Na manhã seguinte, Virgilio, Luke e mais alguns amigos indicavam-me o caminho pelas montanhas para chegar a Semuc Champey. Numa carrinha de caixa aberta com mais de 20 pessoas seguíamos num caminho de terra com cerca de 10 km para chegar às cascatas de Semuc Champey. À porta, várias crianças a tentar a sua sorte vendendo chocolates por uns tostões. Entravamos pela selva tropical rodeados de árvores e animais até ao mirador das fotografias. Dali, observávamos as cascatas verdes, uma imagem magnífica tal e qual os retratos da internet. Água verde, translúcida e uma floresta envolvente adelgaçando o rio. Dali, as pessoas na água pareciam formigas. E também ali, algumas crianças brincavam no mirador enquanto a sua mãe vendia mangas e melancias fatiadas. Os seus sorrisos eram doces e abriam-se sem receio para a minha câmera.
Depois de alguns momentos com os companheiros de viagem, descíamos para mergulhar nas águas verdes. No meio da natureza perdidos por horas e horas… em mergulhos constantes. Semuc Champey é um complexo de cascatas com cerca de 300 metros de pedra lima arquitectadas em socalcos, onde abaixo o rio Cahabón corre com fortes correntes. Este local não é só para turistas mas também para guatemaltecos. Este é um dos locais eleitos pelos guatemaltecos para passar um domingo em piquenique com toda a família. Ali estavam, famílias numerosas, com crianças aos gritos e brincadeiras a chapinhar na água. Mães de fatos de banho e t-shirts a mergulhar acalmavam ânimos. Pais ensinando os primeiros mergulhos aos seus filhos.
Um dia passado no meio da selva. E naquele caminho de regresso via o quanto a pobreza vivia nas redondezas. Velhos a carregarem lenha à cabeça. Mulheres de bebés de colo à cintura e sacos de vegetais e frutas à cabeça. Crianças pedintes penduradas nos carrinhas de transporte. Homens de catanas, galochas e chapéus, com a pele envelhecida, com o rosto pouco contente. A vida não seria fácil por ali…
Erik era uma criança de 8 anos, órfão, vivia com a sua avó nos recônditos da montanha.
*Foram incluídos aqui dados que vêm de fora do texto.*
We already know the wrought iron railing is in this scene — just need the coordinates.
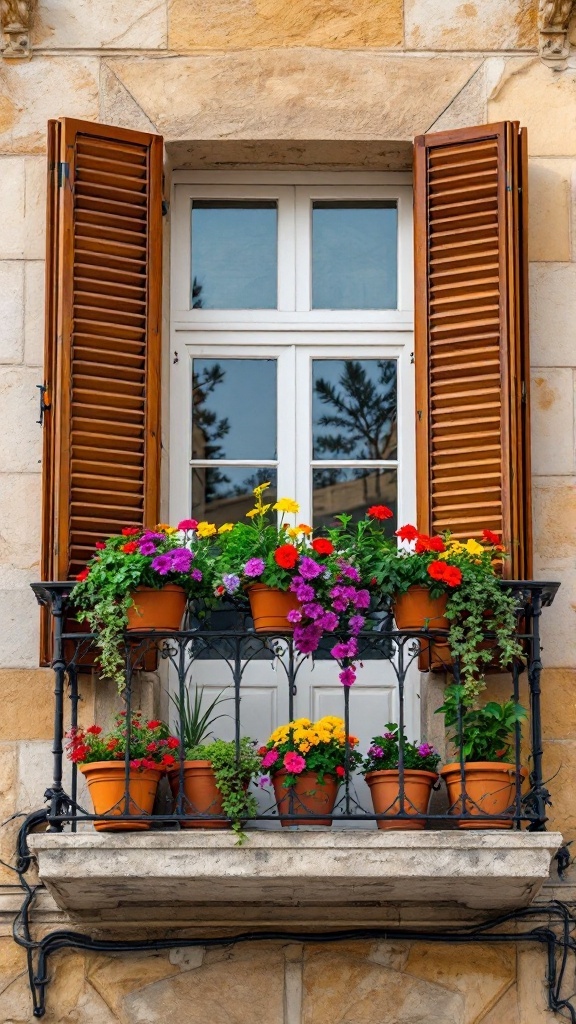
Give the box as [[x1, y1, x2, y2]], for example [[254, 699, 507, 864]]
[[33, 582, 559, 831]]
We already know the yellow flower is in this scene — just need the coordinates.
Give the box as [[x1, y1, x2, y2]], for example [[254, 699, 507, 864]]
[[273, 498, 300, 512], [196, 521, 217, 537]]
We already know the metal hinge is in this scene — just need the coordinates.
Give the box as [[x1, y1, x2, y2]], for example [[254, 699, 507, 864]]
[[58, 162, 70, 188]]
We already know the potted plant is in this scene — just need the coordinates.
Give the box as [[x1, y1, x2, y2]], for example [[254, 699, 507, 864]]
[[67, 712, 179, 831], [71, 519, 216, 689], [437, 684, 528, 828], [382, 524, 522, 698], [362, 722, 440, 829], [258, 716, 362, 827]]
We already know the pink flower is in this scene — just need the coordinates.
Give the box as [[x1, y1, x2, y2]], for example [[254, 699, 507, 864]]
[[284, 751, 306, 775]]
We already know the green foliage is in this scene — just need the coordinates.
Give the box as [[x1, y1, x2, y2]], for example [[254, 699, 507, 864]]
[[436, 684, 528, 762], [186, 736, 260, 845], [362, 722, 440, 775]]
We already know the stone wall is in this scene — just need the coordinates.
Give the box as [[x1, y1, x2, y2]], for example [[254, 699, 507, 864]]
[[0, 0, 576, 1024]]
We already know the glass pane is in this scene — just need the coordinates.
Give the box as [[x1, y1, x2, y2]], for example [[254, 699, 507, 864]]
[[313, 466, 398, 537], [312, 202, 398, 309], [312, 359, 398, 460], [192, 359, 277, 460], [191, 201, 278, 309], [192, 466, 276, 526]]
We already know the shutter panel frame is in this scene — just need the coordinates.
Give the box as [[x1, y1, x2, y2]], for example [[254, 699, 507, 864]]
[[414, 122, 532, 579]]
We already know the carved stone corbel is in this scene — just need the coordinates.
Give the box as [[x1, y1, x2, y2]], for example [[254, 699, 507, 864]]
[[538, 0, 576, 71], [0, 0, 38, 60]]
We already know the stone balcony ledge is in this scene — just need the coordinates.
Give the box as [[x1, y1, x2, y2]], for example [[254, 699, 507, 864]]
[[30, 828, 562, 923]]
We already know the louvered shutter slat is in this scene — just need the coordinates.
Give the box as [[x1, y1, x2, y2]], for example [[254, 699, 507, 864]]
[[415, 123, 531, 578]]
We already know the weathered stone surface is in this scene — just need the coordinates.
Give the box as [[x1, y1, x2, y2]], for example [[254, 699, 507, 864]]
[[31, 829, 561, 920], [530, 367, 576, 475], [488, 57, 576, 157], [0, 55, 98, 153], [106, 49, 480, 141], [168, 0, 403, 52], [530, 264, 576, 367], [404, 0, 538, 51], [528, 159, 576, 262], [34, 0, 167, 50], [0, 669, 54, 737]]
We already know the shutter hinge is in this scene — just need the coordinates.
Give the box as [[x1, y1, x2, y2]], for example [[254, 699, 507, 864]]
[[58, 161, 70, 188]]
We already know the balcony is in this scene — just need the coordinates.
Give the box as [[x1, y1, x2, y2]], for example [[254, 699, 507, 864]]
[[30, 583, 562, 921]]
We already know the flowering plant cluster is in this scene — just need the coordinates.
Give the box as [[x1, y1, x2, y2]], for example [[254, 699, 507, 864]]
[[362, 722, 440, 775], [72, 519, 216, 687], [258, 715, 362, 787], [66, 711, 179, 770]]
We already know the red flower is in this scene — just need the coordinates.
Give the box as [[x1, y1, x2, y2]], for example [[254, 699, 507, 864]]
[[274, 544, 299, 569], [396, 522, 418, 541], [482, 529, 500, 544], [368, 505, 394, 519], [312, 537, 334, 555]]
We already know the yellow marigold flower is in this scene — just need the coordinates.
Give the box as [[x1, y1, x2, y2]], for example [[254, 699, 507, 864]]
[[196, 520, 217, 537], [273, 498, 300, 512]]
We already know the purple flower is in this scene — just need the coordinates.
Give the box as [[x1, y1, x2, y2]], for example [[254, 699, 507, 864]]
[[339, 666, 356, 686], [222, 572, 240, 594], [302, 598, 324, 618], [244, 558, 265, 578], [348, 615, 366, 636], [286, 608, 302, 626], [298, 555, 324, 580], [152, 555, 172, 575], [368, 743, 384, 758]]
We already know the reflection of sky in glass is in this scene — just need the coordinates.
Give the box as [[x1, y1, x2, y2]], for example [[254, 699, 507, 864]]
[[191, 201, 278, 309], [312, 359, 397, 460], [192, 359, 277, 459], [312, 202, 398, 309]]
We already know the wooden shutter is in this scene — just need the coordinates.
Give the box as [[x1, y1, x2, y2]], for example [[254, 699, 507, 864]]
[[414, 122, 532, 579], [42, 118, 163, 657]]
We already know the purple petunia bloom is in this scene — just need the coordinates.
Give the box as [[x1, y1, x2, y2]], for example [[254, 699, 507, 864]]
[[152, 555, 172, 575], [244, 558, 265, 578], [298, 555, 324, 580], [222, 572, 240, 594]]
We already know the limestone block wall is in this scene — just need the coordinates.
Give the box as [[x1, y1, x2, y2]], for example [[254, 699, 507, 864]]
[[0, 0, 576, 1024]]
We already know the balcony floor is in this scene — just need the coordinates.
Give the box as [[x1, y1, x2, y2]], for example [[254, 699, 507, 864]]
[[30, 828, 562, 924]]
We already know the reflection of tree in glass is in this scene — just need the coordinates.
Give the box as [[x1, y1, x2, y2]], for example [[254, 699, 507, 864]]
[[314, 359, 397, 486], [192, 362, 230, 504]]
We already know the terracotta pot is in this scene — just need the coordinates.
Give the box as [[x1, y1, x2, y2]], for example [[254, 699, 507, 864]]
[[440, 761, 528, 828], [168, 761, 232, 828], [79, 761, 163, 831], [272, 769, 340, 828], [126, 583, 187, 631], [366, 768, 438, 831], [248, 583, 300, 633]]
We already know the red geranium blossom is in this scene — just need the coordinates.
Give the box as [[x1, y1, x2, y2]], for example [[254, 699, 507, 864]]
[[274, 544, 299, 569], [368, 505, 394, 519], [396, 522, 418, 541], [312, 537, 334, 555]]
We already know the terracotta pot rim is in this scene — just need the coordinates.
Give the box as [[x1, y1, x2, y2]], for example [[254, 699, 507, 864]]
[[440, 761, 528, 778]]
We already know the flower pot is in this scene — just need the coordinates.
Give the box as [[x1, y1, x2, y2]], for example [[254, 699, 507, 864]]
[[79, 761, 163, 831], [168, 761, 232, 828], [126, 583, 187, 631], [248, 583, 300, 633], [366, 768, 438, 831], [272, 769, 340, 828], [440, 761, 528, 828]]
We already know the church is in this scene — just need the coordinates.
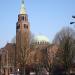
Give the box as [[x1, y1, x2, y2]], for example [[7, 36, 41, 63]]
[[0, 0, 58, 75]]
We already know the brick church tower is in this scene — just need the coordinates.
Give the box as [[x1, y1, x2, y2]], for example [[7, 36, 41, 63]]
[[16, 0, 30, 60]]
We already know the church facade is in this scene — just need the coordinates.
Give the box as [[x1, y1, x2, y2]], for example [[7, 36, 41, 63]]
[[0, 0, 58, 75]]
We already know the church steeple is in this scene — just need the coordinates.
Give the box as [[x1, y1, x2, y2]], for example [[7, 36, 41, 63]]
[[20, 0, 26, 14]]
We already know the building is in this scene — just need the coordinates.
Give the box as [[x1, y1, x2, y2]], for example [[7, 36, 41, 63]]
[[0, 0, 58, 75]]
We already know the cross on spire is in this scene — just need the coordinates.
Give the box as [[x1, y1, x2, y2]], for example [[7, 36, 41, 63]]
[[20, 0, 26, 14]]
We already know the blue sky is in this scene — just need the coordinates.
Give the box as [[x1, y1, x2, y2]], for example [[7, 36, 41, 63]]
[[0, 0, 75, 47]]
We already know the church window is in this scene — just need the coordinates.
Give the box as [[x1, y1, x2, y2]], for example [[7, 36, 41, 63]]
[[22, 16, 24, 21], [16, 24, 20, 29]]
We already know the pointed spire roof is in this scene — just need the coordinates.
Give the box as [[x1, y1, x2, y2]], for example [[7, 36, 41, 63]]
[[20, 0, 26, 14]]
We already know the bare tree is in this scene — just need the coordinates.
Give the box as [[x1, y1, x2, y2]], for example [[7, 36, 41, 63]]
[[53, 27, 75, 75]]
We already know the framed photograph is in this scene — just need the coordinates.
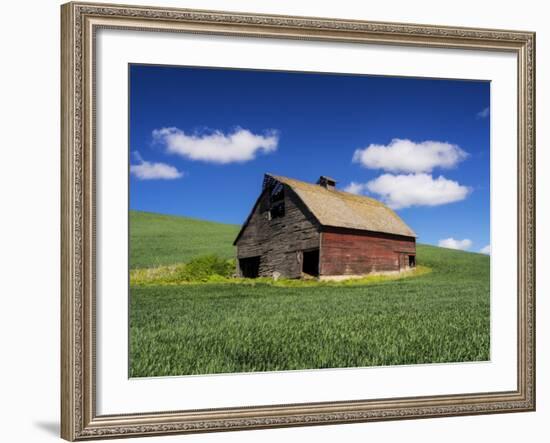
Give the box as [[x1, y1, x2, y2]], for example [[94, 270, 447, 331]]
[[61, 2, 535, 441]]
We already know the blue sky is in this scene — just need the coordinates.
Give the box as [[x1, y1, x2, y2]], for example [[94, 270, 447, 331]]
[[129, 65, 490, 251]]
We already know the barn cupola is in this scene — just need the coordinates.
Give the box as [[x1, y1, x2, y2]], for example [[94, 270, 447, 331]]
[[317, 175, 336, 190]]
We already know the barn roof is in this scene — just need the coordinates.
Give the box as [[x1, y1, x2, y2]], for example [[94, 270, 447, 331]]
[[266, 174, 416, 237]]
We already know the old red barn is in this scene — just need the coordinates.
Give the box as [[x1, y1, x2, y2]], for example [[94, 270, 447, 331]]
[[234, 174, 416, 278]]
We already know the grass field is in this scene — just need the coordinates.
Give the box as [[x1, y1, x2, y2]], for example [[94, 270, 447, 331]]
[[130, 213, 490, 377], [130, 211, 240, 268]]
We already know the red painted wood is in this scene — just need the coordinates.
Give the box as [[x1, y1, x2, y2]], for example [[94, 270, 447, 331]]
[[320, 228, 416, 275]]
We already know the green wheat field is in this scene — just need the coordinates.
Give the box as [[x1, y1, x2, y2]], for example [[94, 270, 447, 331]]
[[129, 211, 490, 377]]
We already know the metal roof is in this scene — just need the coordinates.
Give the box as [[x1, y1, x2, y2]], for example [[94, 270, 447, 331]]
[[264, 174, 416, 237]]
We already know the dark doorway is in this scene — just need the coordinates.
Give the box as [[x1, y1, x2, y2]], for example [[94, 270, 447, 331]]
[[302, 249, 319, 277], [239, 255, 260, 278]]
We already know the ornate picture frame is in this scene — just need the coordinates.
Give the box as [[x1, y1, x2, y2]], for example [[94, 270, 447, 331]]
[[61, 2, 535, 441]]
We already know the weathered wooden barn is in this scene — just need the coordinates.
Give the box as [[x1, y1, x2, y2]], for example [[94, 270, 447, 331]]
[[233, 174, 416, 279]]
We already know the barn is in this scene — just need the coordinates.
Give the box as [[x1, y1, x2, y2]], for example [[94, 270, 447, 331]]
[[233, 174, 416, 279]]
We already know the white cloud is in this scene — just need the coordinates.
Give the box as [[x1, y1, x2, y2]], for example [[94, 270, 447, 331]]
[[353, 138, 468, 172], [130, 152, 183, 180], [343, 182, 367, 195], [439, 237, 472, 251], [153, 128, 279, 164], [365, 174, 470, 209], [476, 107, 490, 118], [479, 245, 491, 255]]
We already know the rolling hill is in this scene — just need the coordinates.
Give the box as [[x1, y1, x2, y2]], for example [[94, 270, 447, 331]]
[[130, 211, 240, 269], [130, 212, 490, 377]]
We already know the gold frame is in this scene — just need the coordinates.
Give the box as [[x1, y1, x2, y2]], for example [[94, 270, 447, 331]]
[[61, 3, 535, 441]]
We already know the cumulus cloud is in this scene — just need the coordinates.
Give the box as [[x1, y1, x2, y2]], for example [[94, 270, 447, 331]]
[[439, 237, 472, 251], [476, 106, 491, 118], [343, 182, 367, 195], [353, 138, 468, 173], [153, 128, 279, 164], [130, 152, 183, 180], [479, 245, 491, 255], [366, 174, 470, 209]]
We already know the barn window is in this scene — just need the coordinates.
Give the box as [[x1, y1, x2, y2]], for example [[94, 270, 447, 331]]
[[269, 183, 285, 219], [302, 249, 319, 277], [239, 255, 260, 278]]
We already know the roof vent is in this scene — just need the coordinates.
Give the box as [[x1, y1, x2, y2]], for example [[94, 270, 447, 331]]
[[317, 175, 336, 189]]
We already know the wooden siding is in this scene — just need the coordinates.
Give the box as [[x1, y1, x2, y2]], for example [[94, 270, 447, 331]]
[[320, 228, 416, 276], [236, 185, 320, 278]]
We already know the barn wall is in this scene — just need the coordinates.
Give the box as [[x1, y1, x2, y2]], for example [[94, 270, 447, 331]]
[[237, 185, 320, 278], [320, 228, 416, 276]]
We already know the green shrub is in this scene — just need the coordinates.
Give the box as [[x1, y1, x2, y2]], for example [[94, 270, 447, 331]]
[[175, 255, 235, 281]]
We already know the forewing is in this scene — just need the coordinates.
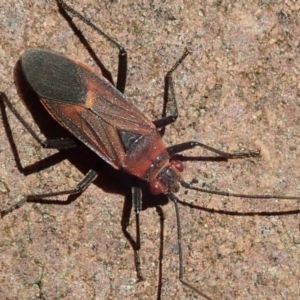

Apesar da sua inteligência evidente gostaria de ir poucas vezes à escola e ainda menos de voltar pela noite a casa. Vivia com a sua avó e passava o dia por Laquín com as gorjetas que os turistas deixavam cair e com os favores dos comerciantes locais. Comia no restaurante local quando Luke lhe pagava a comida. Dormia no hostel do Pelon quando já não conseguia voltar a casa. Era um menino da rua.
Nas montanhas da Guatemala, onde a pobreza se escondia entre os montes e vales, estaria um dos mais belos tesouros da Guatemala, Semuc Champey.